Minhas aulas na UPF me impedem de escrever aqui. Mas volto com boas notícias.

Já votei hoje, em Passo Fundo está nublado e faz um pouco de frio. Apesar da situação política não há escolhas sem riscos. Tipo esta tragédia com o avião da Gol. Inexplicáveis coisas acontecem.

As boas notícias são duas:

1- Estou indicado ao  2º Prêmio Mário Quintana, deste ano em que se comemora o centenário de seu nascimento. Não sei qual a categoria, porque participei nas três e eles não informam a categoria nem o lugar da premiação. Estou entre os três primeiros de alguma categoria. Dia 19/10, na Casa de Cultura Mário Quintana, receberei o diploma e a placa. Aí vou saber.
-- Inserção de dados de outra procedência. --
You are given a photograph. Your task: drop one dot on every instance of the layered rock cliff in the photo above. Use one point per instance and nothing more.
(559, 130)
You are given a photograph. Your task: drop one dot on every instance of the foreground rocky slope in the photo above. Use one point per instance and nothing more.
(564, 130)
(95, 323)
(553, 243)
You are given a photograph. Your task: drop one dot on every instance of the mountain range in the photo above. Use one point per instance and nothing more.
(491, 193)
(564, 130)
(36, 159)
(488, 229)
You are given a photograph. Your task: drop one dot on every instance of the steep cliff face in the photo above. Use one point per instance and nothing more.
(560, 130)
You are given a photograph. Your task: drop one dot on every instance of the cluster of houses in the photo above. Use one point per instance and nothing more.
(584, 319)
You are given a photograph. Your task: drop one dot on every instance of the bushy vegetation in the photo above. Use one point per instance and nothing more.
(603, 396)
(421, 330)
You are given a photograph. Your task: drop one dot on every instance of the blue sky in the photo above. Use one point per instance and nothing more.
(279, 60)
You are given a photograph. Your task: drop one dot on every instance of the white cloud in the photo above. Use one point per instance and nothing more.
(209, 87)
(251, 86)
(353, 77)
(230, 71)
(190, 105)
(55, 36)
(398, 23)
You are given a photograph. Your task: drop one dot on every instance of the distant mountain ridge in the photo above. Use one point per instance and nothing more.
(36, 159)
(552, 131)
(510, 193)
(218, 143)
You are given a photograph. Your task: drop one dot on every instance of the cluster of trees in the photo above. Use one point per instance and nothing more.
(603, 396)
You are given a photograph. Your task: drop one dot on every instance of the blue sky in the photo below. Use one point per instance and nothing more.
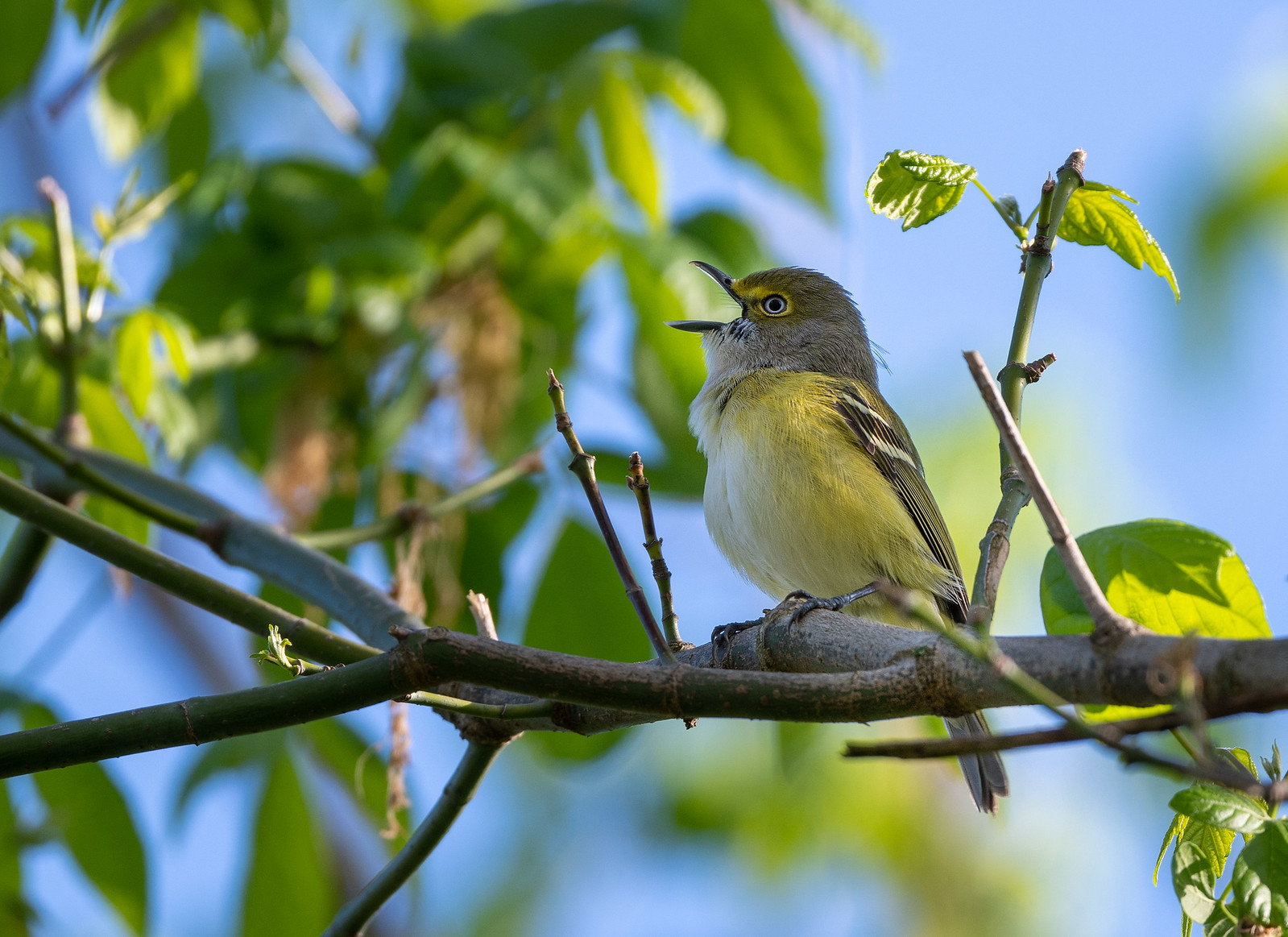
(1130, 423)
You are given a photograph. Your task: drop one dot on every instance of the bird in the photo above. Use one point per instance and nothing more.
(814, 489)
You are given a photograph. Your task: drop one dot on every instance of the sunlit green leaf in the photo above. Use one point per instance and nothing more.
(135, 360)
(1261, 876)
(834, 15)
(773, 116)
(141, 90)
(1169, 576)
(1175, 829)
(93, 821)
(1221, 807)
(26, 27)
(288, 885)
(684, 88)
(1098, 214)
(1193, 881)
(916, 187)
(621, 112)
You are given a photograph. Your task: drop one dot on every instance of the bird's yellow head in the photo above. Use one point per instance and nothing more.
(793, 318)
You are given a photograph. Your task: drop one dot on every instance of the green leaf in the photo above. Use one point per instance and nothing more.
(1221, 807)
(14, 913)
(142, 89)
(1212, 840)
(135, 360)
(1099, 215)
(93, 821)
(226, 757)
(1193, 881)
(290, 891)
(916, 187)
(1175, 829)
(773, 116)
(684, 88)
(621, 112)
(834, 17)
(1261, 876)
(581, 607)
(110, 429)
(1170, 576)
(26, 27)
(669, 373)
(10, 303)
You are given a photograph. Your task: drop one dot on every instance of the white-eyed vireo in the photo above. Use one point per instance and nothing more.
(813, 483)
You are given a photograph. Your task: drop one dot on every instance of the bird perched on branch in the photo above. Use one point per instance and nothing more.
(814, 490)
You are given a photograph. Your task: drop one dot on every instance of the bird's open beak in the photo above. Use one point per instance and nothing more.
(727, 283)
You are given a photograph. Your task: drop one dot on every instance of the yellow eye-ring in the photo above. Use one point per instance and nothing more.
(774, 305)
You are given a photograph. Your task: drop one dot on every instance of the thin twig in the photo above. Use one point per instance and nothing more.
(638, 483)
(995, 547)
(120, 48)
(321, 86)
(482, 612)
(412, 513)
(93, 479)
(459, 792)
(584, 466)
(1109, 624)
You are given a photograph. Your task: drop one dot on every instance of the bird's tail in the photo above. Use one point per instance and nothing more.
(984, 771)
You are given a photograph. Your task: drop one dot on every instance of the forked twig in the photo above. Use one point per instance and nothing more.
(638, 483)
(584, 466)
(1111, 627)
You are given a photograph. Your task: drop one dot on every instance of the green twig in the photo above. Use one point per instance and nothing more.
(68, 305)
(77, 468)
(1021, 231)
(19, 563)
(638, 483)
(483, 711)
(995, 548)
(459, 792)
(584, 466)
(251, 612)
(412, 513)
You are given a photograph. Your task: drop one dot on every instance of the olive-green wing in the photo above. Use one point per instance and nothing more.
(883, 434)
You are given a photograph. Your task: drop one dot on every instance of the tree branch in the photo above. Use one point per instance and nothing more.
(201, 591)
(584, 466)
(459, 792)
(950, 748)
(88, 476)
(309, 574)
(653, 544)
(996, 545)
(1109, 624)
(879, 672)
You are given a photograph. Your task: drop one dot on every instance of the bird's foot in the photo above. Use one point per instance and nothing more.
(724, 633)
(835, 603)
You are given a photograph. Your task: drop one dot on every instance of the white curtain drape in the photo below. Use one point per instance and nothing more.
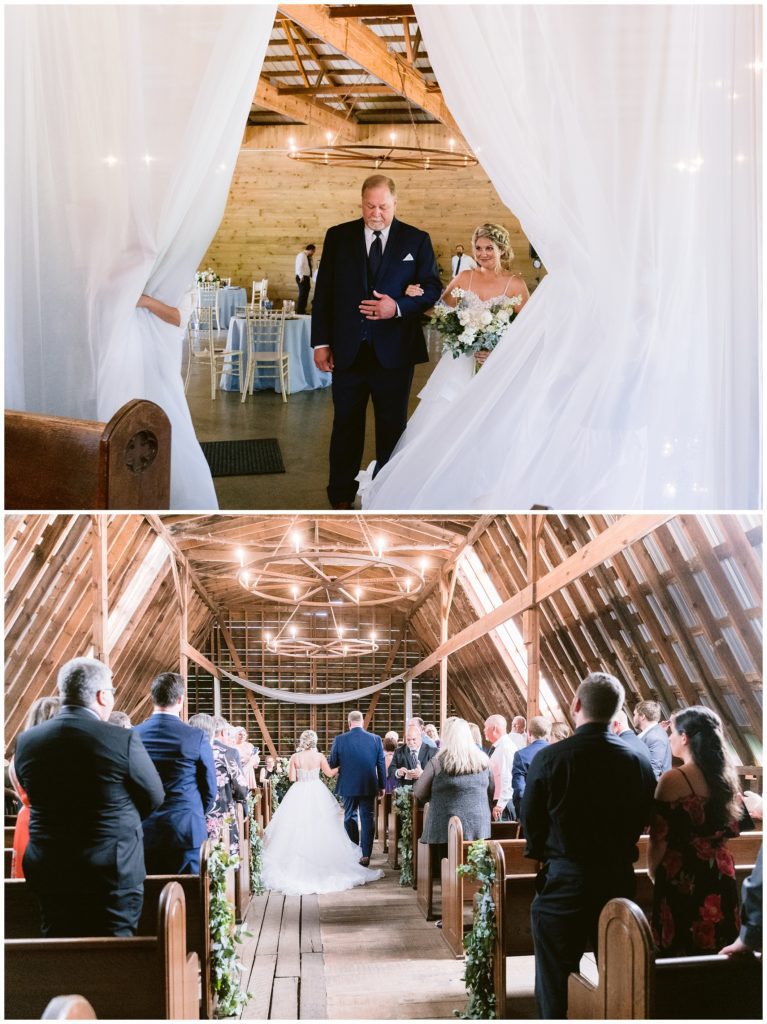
(123, 126)
(628, 141)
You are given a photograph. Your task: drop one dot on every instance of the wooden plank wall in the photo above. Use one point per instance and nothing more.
(278, 205)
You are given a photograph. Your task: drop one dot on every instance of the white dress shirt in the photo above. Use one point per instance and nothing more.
(467, 263)
(302, 265)
(501, 764)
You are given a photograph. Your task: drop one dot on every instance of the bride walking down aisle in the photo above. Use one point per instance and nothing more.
(306, 849)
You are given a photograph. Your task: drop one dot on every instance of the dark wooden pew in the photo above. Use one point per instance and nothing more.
(54, 462)
(458, 892)
(633, 983)
(123, 978)
(513, 894)
(23, 916)
(69, 1008)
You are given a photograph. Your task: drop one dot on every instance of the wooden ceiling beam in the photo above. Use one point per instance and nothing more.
(620, 536)
(312, 115)
(360, 44)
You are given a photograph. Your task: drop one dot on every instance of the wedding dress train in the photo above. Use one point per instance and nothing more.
(306, 849)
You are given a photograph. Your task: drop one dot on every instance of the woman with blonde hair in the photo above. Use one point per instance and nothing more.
(306, 849)
(475, 291)
(455, 781)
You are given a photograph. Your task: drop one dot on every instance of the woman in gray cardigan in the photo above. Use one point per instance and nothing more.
(455, 781)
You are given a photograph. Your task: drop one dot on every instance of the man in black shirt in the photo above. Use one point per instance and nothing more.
(587, 801)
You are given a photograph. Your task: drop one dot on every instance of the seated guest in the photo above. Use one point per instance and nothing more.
(182, 755)
(121, 719)
(624, 731)
(410, 760)
(538, 738)
(502, 753)
(390, 744)
(455, 782)
(42, 710)
(559, 730)
(586, 802)
(647, 722)
(267, 770)
(750, 939)
(430, 730)
(695, 908)
(248, 755)
(89, 784)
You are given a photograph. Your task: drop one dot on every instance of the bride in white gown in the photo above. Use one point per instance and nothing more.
(306, 849)
(393, 486)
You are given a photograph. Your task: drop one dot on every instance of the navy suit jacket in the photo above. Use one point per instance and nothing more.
(658, 744)
(359, 755)
(519, 767)
(89, 785)
(183, 757)
(342, 284)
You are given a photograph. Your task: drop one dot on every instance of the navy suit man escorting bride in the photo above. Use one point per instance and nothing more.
(306, 848)
(367, 329)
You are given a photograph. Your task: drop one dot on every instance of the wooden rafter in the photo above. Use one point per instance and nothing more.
(298, 109)
(361, 45)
2- Fui comunicado esta semana que fui escolhido para livro do mês de marÇO/2007 da Capital Nacional da Literatura, esta minha cidade, claro. Fui avisado esta semana que a Comissão da JOrnada Nacional de Literatura me escolheu. Estou tentando transferir para maio, em razão do trabalho prévio que quero fazer com as escolas da cidade. È uma honraria porque os nomes indicados até agora são feras: INÁCIO DE LOYOLA BRANDÃO, LUIS AUGUSTO FISCHER, CAIO RITER, JORGE FURTADO....

CACHOEIRINHA - Dia 19/10, aproveitando que irei a Porto Alegre, estarei em Cachoeirinha no colégio INEDI. A visita estava programada para 07/10, mas em razão de minha ida no dia 19, acertados tudo numa cajadada só.